Le Romand Paul Ackermann est rédacteur en chef de la version française du «HuffPo».
Il reconnaît que la première séance de travail, tête à tête avec Anne Sinclair, a été «un moment particulier, un peu bizarre». Un monde semble séparer l’ancienne icône de la télévision, 63 ans, et le jeune journaliste de 34 ans qui a grandi dans la région de Porrentruy. «Elle est si ouverte, abordable. Nous nous sommes rapidement bien entendus», confie Paul Ackermann, nommé rédacteur en chef du site français du Huffington Post, que dirige l’ancienne animatrice de 7 sur 7. A elle la définition de la ligne éditoriale et l’engagement des chroniqueurs (des politiciens Rachida Dati ou Julien Dray au philosophe Raphaël Enthoven), à lui la gestion quotidienne de l’équipe de huit journalistes. «Anne est passionnée par ce projet, elle y est totalement investie», se félicite le Suisse.
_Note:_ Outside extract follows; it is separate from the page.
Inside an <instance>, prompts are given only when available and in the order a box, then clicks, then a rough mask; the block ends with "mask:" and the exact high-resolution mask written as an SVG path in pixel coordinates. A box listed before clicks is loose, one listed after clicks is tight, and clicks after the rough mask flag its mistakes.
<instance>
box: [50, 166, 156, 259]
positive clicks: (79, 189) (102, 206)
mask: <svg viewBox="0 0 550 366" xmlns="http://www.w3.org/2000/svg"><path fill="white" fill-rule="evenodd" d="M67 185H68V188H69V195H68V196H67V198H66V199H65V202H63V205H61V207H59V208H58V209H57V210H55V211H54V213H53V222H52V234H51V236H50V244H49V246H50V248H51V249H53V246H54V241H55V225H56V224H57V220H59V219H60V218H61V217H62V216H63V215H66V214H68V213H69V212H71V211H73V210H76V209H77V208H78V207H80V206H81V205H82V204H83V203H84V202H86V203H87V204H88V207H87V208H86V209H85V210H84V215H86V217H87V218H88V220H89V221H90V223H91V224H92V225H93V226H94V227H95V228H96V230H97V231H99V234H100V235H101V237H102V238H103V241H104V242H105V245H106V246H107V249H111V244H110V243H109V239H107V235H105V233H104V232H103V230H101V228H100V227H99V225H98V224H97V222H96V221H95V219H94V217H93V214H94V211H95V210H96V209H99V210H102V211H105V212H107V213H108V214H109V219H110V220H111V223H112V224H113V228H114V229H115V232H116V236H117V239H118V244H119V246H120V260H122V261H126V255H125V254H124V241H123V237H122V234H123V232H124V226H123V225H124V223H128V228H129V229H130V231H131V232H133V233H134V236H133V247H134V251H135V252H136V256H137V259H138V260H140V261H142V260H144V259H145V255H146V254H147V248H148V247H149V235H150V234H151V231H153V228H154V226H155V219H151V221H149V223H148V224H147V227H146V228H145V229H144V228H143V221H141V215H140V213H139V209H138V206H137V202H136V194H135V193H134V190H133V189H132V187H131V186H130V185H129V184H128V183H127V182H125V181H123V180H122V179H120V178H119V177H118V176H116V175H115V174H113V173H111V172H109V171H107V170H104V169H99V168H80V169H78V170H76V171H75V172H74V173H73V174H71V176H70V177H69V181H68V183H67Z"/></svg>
Ce poste représente pour Paul Ackermann autant «une super aventure» qu’une belle reconnaissance. Après des études de lettres à l’Uni de Genève, le jeune homme travaille cinq ans pour la rubrique société du magazine L’Hebdo. C’est là, en 2005, qu’il découvre le webjournalisme à travers l’expérience du Bondy Blog, en immersion dans une banlieue parisienne. Il s’installera ensuite dans la capitale française, pour rejoindre son amie, devenue sa femme (ils ont un fils de 2 ans). Le Romand développera notamment une plateforme communautaire pour 20minutes.fr et sera responsable de l’édition figaro.fr.